Aug 24 2007

Senator Feinstein Co-Sponsors Bill To Reform The Presidential Primary Process by Creating A Rotating Regional Primary System

-Will hold September hearing at Senate Rules and Administration Committee-

San Francisco – U.S. Senator Dianne Feinstein (D-Calif.) today announced that she has signed on as co-sponsor to a bill to reform the Presidential primary election process by establishing a rotating schedule of regional primaries and caucuses. 

The legislation was introduced in July by Senators Amy Klobuchar (D-MN), Lamar Alexander (R-TN), and Joseph Lieberman (I-CT). 

The reform is designed to unwind a Presidential primary system in which multiple states have scrambled to make their primaries the first in the nation. 

“The front-loaded primary system is chaotic and unfair to voters,” said Senator Feinstein, chairman of the Senate Rules and Administration Committee, which oversees U.S. elections. 

At least 33 states have scheduled their Presidential primaries for before March 1, and at least 18 states plan to hold their primaries or caucuses on February 5. 

“Having so many primaries so early in an election year forces campaigning to begin much too soon. And it gives undue power to voters in early primary states, at the expense of voters in other states.” 

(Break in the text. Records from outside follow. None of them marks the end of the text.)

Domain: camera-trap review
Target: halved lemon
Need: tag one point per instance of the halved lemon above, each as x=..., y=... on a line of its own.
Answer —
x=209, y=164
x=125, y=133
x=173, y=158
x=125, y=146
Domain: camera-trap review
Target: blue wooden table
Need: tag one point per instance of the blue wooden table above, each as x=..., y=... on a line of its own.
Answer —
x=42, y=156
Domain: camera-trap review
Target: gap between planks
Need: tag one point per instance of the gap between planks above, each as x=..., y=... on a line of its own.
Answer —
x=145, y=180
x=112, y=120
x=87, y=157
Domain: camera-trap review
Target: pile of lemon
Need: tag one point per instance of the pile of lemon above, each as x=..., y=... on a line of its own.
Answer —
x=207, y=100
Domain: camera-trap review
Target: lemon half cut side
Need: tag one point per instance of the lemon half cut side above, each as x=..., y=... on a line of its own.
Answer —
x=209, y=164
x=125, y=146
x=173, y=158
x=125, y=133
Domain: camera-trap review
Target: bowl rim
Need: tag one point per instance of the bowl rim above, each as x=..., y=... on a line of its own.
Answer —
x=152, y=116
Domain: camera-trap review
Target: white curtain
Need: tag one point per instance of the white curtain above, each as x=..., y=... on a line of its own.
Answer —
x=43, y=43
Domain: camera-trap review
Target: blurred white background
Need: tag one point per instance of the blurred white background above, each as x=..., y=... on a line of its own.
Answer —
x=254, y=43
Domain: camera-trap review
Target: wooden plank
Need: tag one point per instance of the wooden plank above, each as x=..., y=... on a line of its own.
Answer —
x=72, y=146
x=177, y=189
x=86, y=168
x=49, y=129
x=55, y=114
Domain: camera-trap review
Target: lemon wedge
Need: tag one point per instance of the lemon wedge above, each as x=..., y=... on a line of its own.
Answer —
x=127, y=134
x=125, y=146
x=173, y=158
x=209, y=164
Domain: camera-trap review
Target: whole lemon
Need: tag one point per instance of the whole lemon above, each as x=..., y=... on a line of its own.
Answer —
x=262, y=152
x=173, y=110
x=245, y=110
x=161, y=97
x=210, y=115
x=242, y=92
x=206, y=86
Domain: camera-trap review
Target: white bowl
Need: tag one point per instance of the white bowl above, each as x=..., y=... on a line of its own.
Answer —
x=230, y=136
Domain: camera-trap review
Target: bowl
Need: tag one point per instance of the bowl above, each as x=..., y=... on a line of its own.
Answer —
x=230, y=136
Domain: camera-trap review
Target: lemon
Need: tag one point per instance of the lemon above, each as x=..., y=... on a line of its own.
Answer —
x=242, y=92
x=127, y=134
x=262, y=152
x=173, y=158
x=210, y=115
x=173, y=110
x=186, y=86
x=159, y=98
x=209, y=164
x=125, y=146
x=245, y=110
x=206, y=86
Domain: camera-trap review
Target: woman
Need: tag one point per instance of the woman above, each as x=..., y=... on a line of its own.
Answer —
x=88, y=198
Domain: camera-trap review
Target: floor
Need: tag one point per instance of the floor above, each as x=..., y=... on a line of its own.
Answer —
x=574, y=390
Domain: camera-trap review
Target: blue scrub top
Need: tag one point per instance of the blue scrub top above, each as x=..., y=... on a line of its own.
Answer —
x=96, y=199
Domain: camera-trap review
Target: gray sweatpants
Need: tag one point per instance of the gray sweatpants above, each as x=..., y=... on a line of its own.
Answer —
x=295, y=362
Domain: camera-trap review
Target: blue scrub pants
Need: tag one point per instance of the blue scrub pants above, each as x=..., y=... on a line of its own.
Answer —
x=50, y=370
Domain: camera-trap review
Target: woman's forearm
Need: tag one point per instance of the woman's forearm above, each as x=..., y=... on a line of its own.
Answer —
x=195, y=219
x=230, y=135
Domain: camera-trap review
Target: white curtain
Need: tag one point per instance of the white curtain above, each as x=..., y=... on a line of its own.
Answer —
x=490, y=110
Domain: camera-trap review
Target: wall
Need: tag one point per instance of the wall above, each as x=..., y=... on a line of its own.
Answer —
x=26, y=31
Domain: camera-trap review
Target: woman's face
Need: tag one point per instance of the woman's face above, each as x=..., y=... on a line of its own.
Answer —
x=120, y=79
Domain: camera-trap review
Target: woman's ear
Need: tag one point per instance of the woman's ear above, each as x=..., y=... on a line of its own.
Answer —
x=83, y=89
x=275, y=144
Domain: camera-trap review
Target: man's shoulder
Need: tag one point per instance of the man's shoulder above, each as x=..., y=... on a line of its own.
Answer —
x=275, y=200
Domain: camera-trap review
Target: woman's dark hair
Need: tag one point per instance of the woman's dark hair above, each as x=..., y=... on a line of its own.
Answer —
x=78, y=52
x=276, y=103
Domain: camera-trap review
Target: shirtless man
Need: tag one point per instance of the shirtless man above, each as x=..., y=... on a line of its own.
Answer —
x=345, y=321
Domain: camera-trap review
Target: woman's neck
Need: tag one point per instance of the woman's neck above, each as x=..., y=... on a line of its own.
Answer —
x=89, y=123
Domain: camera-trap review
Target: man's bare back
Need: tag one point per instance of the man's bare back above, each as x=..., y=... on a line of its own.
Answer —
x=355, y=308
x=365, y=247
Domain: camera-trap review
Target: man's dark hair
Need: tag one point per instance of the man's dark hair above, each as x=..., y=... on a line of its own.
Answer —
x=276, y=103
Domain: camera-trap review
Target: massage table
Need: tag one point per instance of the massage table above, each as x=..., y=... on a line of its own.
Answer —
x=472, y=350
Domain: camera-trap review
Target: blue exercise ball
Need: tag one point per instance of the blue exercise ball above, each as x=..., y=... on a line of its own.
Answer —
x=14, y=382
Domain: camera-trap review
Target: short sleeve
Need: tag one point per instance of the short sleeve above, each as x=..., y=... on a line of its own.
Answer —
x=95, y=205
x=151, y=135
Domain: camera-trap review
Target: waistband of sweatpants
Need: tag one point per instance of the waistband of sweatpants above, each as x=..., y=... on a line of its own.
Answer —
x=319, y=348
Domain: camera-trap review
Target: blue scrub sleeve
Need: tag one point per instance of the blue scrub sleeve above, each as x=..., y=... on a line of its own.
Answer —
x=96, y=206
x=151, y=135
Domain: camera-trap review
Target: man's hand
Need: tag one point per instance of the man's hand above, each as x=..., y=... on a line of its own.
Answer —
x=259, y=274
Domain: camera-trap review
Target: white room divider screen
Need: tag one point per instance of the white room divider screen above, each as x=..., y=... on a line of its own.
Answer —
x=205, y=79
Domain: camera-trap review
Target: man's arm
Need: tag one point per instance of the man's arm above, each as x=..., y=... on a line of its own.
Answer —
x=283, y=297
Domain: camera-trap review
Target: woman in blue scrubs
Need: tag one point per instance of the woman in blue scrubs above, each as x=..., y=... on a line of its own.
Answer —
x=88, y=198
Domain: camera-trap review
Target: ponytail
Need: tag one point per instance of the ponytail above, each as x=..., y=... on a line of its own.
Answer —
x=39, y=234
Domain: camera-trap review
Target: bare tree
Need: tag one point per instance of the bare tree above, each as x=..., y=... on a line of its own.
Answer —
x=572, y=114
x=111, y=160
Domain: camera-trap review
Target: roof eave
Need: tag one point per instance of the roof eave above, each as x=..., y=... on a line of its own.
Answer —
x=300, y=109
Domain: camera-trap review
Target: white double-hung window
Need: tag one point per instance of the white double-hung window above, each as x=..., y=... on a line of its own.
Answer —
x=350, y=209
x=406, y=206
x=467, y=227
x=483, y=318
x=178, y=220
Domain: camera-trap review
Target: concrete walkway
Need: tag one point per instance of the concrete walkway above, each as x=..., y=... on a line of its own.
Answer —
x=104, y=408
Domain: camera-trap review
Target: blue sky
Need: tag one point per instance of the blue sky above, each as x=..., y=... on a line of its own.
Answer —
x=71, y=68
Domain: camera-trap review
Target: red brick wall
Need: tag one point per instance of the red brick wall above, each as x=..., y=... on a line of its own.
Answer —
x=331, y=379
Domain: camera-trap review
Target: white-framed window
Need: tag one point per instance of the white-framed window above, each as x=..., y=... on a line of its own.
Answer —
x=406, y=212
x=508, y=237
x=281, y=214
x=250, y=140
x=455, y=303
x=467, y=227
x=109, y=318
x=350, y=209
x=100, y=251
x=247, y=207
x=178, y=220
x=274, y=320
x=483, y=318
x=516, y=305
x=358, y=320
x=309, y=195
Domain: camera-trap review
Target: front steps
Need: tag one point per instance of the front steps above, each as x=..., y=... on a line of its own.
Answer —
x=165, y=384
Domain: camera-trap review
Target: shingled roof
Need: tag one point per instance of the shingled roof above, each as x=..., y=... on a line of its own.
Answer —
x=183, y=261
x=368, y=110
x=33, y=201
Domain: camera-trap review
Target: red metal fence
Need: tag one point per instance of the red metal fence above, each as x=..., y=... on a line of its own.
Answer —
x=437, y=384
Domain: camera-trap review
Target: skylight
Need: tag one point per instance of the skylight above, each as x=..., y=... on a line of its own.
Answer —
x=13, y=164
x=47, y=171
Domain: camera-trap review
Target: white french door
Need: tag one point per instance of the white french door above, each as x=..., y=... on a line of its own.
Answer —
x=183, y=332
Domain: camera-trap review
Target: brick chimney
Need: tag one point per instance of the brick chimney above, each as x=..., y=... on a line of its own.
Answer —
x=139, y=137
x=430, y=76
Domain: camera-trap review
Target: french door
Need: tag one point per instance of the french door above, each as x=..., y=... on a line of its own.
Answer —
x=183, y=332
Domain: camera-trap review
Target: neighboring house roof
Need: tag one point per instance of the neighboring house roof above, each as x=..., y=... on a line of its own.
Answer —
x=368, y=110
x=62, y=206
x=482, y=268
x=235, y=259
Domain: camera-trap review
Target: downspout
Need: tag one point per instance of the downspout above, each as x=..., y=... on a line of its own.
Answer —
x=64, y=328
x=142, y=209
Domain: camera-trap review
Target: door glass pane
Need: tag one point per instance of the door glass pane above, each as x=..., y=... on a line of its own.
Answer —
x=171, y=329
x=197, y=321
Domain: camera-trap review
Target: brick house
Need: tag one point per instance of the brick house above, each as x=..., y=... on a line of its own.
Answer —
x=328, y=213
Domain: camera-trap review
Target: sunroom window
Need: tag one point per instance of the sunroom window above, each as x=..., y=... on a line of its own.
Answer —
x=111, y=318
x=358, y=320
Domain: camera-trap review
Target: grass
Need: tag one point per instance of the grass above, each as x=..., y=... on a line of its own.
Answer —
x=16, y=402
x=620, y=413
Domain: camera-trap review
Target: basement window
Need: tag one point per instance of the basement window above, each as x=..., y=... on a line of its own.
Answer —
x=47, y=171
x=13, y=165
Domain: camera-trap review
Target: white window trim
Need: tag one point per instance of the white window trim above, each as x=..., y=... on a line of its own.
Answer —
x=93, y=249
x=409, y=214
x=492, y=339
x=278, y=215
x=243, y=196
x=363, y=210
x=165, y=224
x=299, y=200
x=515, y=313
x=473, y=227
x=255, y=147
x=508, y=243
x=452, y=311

“This legislation will encourage candidates to focus their efforts on all voters – and will ensure that voters in all states have a meaningful voice in the selection of Presidential nominees.” 

The legislation would: 

  • Create a region-by-region system in which states in the West, Midwest, South and East would take turns hosting the first round of primaries and caucuses.
  • Starting in 2012, primaries and caucuses would begin on the first Tuesday in March, and continue on the first Tuesday in April, May and June, at which time all regions will have chosen candidates for the party conventions.
  • In the following presidential-election year, a different region would vote in the first round.
  • All regions would rotate through the first-round position once every 16 years.
  • Iowa and New Hampshire would not participate in the regional rotation, and would retain their positions of holding the first-in-the-nation caucus and primary.